Angleterre, 1580. Un professeur de latin fauché, fait la connaissance d’Agnes, jeune femme à l’esprit libre. Fascinés l’un par l’autre, ils entament une liaison fougueuse avant de se marier et d’avoir trois enfants. Tandis que Will tente sa chance comme dramaturge à Londres, Agnes assume seule les tâches domestiques. Lorsqu’un drame se produit, le couple, autrefois profondément uni, vacille. Mais c’est de leur épreuve commune que naîtra l’inspiration d’un chef d’œuvre universel.

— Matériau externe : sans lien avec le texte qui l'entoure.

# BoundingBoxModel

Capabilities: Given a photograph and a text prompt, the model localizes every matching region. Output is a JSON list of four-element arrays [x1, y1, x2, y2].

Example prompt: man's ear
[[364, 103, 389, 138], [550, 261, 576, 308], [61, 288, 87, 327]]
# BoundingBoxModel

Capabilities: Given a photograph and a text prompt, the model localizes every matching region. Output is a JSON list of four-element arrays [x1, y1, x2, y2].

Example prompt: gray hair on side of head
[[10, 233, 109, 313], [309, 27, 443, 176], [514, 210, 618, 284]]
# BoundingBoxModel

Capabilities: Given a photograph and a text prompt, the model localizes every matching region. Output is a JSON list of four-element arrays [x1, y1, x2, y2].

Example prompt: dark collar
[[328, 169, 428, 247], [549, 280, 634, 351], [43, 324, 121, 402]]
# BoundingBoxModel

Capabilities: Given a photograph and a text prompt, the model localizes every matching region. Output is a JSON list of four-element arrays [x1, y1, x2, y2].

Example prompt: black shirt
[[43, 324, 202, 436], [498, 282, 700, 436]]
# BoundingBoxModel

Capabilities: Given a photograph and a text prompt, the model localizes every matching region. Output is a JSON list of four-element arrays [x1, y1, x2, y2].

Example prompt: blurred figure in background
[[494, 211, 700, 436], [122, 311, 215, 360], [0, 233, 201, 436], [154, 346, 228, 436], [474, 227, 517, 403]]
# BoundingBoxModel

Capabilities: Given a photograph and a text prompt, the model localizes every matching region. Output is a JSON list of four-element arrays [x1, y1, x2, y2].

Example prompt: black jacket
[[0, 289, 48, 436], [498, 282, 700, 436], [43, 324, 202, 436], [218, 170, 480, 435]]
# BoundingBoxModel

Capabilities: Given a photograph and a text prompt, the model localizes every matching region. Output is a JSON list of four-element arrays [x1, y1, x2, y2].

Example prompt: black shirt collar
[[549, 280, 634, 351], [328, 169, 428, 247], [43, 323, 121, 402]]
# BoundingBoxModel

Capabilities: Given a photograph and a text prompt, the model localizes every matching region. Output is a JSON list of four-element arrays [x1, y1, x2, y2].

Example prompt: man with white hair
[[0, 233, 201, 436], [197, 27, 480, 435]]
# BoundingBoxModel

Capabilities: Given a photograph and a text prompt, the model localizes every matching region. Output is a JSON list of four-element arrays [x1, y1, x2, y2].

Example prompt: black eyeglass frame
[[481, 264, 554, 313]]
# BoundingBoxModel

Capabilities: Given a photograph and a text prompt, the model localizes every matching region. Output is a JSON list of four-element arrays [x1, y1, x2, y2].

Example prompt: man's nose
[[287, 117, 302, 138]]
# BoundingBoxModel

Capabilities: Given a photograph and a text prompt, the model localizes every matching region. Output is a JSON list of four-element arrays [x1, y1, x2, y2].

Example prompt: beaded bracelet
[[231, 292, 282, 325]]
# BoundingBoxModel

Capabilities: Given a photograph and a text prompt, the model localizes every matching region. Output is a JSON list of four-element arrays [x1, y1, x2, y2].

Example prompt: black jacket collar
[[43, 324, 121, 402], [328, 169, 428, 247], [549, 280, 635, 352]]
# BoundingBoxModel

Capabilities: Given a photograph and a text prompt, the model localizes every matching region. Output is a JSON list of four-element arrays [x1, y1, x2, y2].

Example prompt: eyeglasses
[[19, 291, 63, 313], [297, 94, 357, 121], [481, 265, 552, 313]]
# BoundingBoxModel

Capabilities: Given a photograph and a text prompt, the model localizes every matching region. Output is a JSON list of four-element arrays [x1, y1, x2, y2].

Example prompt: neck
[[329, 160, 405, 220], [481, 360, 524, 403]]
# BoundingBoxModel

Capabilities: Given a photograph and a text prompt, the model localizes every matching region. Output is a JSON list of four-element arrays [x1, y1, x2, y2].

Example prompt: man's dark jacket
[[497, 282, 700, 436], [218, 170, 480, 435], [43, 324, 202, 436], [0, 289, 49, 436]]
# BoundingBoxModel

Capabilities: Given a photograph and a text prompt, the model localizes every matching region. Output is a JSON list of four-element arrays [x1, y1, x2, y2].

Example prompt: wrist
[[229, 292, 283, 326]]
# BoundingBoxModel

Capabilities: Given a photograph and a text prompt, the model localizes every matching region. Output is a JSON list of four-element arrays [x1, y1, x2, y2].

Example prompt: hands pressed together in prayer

Avec Hamnet, Chloé Zhao s’éloigne délibérément du portrait académique pour plonger dans une relecture intime et sensorielle du mythe shakespearien. En choisissant de déplacer le centre de gravité du récit vers Agnes, épouse libre et instinctive incarnée par une Jessie Buckley habitée, la cinéaste explore le deuil d’un enfant comme une expérience viscérale, où la nature, le corps et la mémoire deviennent des espaces de métamorphose. Porté par un duo d’acteurs intensément investis, le film oscille entre mélodrame incandescent et méditation poétique sur la création artistique. Si certains verront dans ce lyrisme appuyé une émotion fabriquée, presque excessive, d’autres y liront une traversée bouleversante de la perte, culminant dans une confusion volontaire entre art et réalité. Radical dans ses choix, Hamnet divise autant qu’il marque, assumant pleinement son ambition de faire du chagrin une matière cinématographique totale.
Pour ma part, j’ai autant trouvé la fin très émouvante que le début inutilement lent et trop axé sur le lien à la nature du personnage d’Agnès, qui m’a quelques peu agacé. Après Jessy Buckley n’est pas ma tasse de thé et m’agace dans à peu près tous ses films, je trouve qu’elle en fait des caisses.